Problem with using Criterion Based Stopping

Hi,

I have been using Modulus specifying the no. of steps it takes. But I recently found that there’s actually Criterion Based Stopping inside Modulus. I tried to add it to the yaml file:

defaults:
...
  
stop_criterion:
  - metric: 'l2_relative_error_u'
  - min_delta: 0.1
  - patience: 5000
  - mode: 'min'
  - freq: 2000
  - strict: true

I got the error:

Set the environment variable HYDRA_FULL_ERROR=1 for a complete stack trace.
root@8ce88cf24d88:/modulus_projects/flat_plate_2209_p0# python fp_p0_refine_nondim.py
In 'config_p0_0.05': Validation error while composing config:
Merge error: list is not a subclass of DefaultStopCriterion. value: [{'metric': 'l2_relative_error_u'}, {'min_delta': 0.1}, {'patience': 5000}, {'mode': 'min'}, {'freq': 2000}, {'strict': True}]
    full_key:
    object_type=DefaultModulusConfig

Set the environment variable HYDRA_FULL_ERROR=1 for a complete stack trace.

So I removed the “-” and I got Modulus running. However, after a while, it is stuck again:

[14:10:40] - [step:          0] record monitor time:  3.397e-01s
[14:10:42] - [step:          0] saved checkpoint to outputs/fp_p0_refine_nondim/network_checkpoint_flow
[14:10:42] - [step:          0] loss:  1.055e+00
Error executing job with overrides: []
Traceback (most recent call last):
  File "fp_p0_refine_nondim.py", line 472, in run
    slv.solve()
  File "/opt/conda/lib/python3.8/site-packages/modulus-22.9-py3.8.egg/modulus/solver/solver.py", line 159, in solve
    self._train_loop(sigterm_handler)
  File "/opt/conda/lib/python3.8/site-packages/modulus-22.9-py3.8.egg/modulus/trainer.py", line 670, in _train_loop
    stop_training = self._check_stopping_criterion(loss, losses, step)
  File "/opt/conda/lib/python3.8/site-packages/modulus-22.9-py3.8.egg/modulus/trainer.py", line 370, in _check_stopping_criterion
    stop_training = self.stop_criterion.evaluate(criterion_metric_dict)
  File "/opt/conda/lib/python3.8/site-packages/modulus-22.9-py3.8.egg/modulus/utils/training/stop_criterion.py", line 74, in evaluate
    self.check_frequencies(metric_dict)
AttributeError: 'StopCriterion' object has no attribute 'check_frequencies'

Set the environment variable HYDRA_FULL_ERROR=1 for a complete stack trace.

So what’s the problem?

I. Is my yaml correct?
2. What else should I change to make it work?

Thanks!

Hi @tsltaywb

This seems to be a bug, can you edit stop_criterion.py in your Modulus source code to change line 73-75 to:

if self.check_freqs:
     self._check_frequencies(metric_dict)
 score = self._get_score(metric_dict, self.target_key)

(note the underscore in front of the methods).

Please let me know if this runs.

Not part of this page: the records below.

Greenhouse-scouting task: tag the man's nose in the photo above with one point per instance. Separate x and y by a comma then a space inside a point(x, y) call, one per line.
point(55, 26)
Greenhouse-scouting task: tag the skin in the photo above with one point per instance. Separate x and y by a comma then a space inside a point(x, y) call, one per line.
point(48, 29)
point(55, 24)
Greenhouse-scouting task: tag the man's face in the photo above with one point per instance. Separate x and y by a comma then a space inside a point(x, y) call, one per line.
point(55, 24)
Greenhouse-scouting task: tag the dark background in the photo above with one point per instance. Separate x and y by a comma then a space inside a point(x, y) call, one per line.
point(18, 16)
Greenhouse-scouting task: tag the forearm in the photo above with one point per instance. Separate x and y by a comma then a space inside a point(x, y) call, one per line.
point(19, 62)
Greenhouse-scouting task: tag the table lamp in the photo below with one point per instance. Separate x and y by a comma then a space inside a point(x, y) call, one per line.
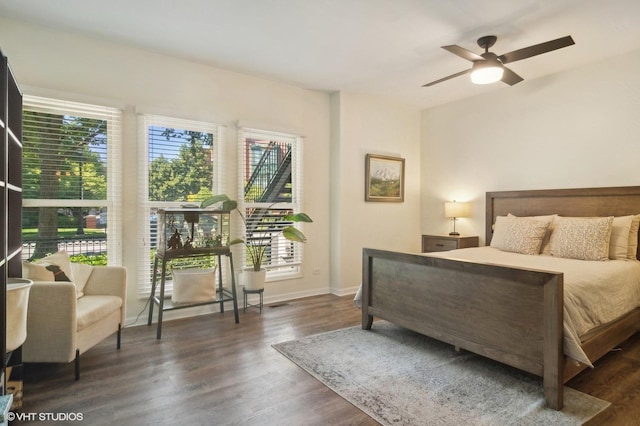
point(455, 210)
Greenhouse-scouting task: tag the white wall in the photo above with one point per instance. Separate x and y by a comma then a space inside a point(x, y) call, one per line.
point(54, 63)
point(575, 129)
point(369, 125)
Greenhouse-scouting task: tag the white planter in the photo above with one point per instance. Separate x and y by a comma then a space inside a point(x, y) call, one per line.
point(254, 280)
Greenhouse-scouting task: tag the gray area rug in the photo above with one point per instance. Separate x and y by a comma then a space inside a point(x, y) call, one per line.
point(399, 377)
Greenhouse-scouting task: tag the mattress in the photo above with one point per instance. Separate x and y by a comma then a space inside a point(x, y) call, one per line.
point(595, 292)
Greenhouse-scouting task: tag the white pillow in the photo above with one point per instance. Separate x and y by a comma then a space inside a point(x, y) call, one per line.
point(518, 234)
point(545, 248)
point(619, 242)
point(193, 285)
point(581, 238)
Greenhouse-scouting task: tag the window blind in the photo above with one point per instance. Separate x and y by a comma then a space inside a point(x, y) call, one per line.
point(271, 187)
point(72, 170)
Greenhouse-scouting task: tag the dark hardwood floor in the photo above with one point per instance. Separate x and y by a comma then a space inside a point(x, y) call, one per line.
point(207, 370)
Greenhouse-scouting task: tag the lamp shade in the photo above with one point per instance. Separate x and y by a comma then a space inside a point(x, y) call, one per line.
point(453, 209)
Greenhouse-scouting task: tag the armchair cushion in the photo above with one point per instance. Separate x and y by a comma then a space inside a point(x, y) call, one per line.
point(91, 309)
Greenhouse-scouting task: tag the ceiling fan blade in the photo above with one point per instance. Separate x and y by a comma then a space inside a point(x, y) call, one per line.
point(463, 53)
point(447, 78)
point(536, 49)
point(510, 77)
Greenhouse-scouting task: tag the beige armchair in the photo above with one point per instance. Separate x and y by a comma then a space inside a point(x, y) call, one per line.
point(64, 320)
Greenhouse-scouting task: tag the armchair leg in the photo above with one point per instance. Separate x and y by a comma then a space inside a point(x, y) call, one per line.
point(77, 364)
point(118, 339)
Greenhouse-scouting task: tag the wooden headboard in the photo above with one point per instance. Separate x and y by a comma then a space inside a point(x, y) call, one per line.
point(584, 202)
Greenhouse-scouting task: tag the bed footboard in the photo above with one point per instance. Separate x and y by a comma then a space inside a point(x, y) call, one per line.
point(511, 315)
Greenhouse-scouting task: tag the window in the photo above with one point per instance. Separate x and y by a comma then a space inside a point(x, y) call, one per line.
point(71, 180)
point(179, 165)
point(271, 187)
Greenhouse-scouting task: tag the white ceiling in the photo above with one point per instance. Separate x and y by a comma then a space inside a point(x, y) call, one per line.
point(381, 47)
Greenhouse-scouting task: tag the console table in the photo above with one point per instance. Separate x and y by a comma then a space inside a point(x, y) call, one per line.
point(222, 294)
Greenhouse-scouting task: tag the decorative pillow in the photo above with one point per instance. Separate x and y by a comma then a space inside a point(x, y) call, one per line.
point(619, 242)
point(518, 234)
point(55, 267)
point(632, 249)
point(193, 285)
point(544, 248)
point(81, 274)
point(581, 238)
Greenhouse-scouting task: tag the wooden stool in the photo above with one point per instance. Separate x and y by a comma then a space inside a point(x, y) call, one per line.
point(246, 292)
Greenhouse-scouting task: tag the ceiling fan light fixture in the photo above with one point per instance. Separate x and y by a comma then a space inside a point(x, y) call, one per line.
point(486, 72)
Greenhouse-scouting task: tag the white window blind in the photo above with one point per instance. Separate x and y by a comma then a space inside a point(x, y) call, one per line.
point(270, 184)
point(71, 179)
point(180, 163)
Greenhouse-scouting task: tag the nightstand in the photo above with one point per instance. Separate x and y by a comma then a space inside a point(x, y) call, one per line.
point(447, 242)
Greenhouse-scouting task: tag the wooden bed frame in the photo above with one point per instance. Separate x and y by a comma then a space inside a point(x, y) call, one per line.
point(511, 315)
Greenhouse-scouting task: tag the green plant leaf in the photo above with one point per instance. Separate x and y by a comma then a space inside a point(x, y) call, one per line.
point(293, 234)
point(298, 217)
point(214, 200)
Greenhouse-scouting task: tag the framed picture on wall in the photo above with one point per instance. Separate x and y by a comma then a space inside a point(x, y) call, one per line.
point(384, 178)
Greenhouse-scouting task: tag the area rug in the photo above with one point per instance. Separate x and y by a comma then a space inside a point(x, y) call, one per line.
point(399, 377)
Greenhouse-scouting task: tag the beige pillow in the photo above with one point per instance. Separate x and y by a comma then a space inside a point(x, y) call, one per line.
point(619, 242)
point(581, 238)
point(193, 285)
point(518, 234)
point(545, 248)
point(632, 250)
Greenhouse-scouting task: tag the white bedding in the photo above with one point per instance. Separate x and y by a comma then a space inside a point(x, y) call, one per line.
point(595, 292)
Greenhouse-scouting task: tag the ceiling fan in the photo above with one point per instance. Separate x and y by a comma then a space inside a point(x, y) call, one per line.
point(489, 67)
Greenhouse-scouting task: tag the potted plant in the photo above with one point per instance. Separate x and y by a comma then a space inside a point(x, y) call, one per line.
point(255, 249)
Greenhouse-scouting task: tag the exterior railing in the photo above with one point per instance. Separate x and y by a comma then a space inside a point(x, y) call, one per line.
point(78, 245)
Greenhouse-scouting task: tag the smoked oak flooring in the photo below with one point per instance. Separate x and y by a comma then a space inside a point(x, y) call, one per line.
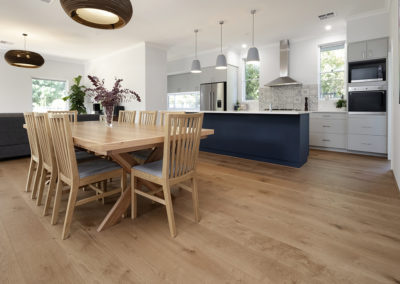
point(335, 220)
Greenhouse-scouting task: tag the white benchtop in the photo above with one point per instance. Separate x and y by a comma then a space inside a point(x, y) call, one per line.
point(260, 112)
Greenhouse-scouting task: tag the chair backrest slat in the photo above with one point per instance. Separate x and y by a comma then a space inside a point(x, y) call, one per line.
point(127, 116)
point(32, 135)
point(147, 117)
point(61, 134)
point(163, 113)
point(45, 141)
point(72, 114)
point(181, 145)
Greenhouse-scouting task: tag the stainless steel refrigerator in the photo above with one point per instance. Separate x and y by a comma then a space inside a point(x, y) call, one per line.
point(213, 96)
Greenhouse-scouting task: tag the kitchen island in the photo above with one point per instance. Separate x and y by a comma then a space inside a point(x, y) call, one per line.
point(279, 137)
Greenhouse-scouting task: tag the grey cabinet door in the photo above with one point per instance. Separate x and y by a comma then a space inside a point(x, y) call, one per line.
point(357, 51)
point(377, 48)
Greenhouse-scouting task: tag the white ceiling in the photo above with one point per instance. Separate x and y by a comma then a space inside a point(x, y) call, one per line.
point(170, 23)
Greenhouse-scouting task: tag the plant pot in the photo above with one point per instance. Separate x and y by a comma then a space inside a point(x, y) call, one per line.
point(109, 115)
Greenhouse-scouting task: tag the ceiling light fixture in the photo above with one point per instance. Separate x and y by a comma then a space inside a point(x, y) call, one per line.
point(196, 67)
point(221, 59)
point(24, 58)
point(253, 56)
point(100, 14)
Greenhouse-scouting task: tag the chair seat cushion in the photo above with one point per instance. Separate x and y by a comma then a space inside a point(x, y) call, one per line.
point(142, 155)
point(154, 168)
point(95, 167)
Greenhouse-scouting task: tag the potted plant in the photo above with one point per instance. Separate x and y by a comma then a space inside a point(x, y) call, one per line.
point(342, 103)
point(110, 98)
point(77, 96)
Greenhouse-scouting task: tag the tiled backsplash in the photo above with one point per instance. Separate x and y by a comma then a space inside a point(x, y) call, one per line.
point(289, 97)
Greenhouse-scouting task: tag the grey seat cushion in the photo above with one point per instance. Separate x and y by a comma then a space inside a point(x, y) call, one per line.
point(154, 168)
point(94, 167)
point(142, 154)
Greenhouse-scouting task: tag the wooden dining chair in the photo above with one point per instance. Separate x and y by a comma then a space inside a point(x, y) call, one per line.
point(72, 114)
point(147, 117)
point(181, 149)
point(127, 116)
point(74, 175)
point(35, 166)
point(164, 112)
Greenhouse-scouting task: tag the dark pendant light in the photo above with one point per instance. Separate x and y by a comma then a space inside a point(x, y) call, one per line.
point(100, 14)
point(24, 58)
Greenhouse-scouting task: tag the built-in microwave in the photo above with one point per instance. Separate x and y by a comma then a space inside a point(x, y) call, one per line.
point(367, 71)
point(367, 99)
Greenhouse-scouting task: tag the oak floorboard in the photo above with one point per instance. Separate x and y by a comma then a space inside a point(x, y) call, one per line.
point(335, 220)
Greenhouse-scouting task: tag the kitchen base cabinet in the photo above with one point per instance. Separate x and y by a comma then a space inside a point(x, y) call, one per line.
point(367, 143)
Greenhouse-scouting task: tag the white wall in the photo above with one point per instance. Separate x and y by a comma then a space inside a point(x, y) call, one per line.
point(143, 69)
point(394, 87)
point(156, 78)
point(371, 27)
point(16, 83)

This Python file should be at /opt/conda/lib/python3.8/site-packages/modulus-22.9-py3.8.egg/modulus/utils/training/stop_criterion.py on your machine based on the error message. Thanks for the report!

Ok, just tried it. Looks like it’s working using:

stop_criterion:
metric: ‘l2_relative_error_u’
min_delta: 0.1
patience: 5000
mode: ‘min’
freq: 2000
strict: true

Thanks for fixing the bug!

1 Like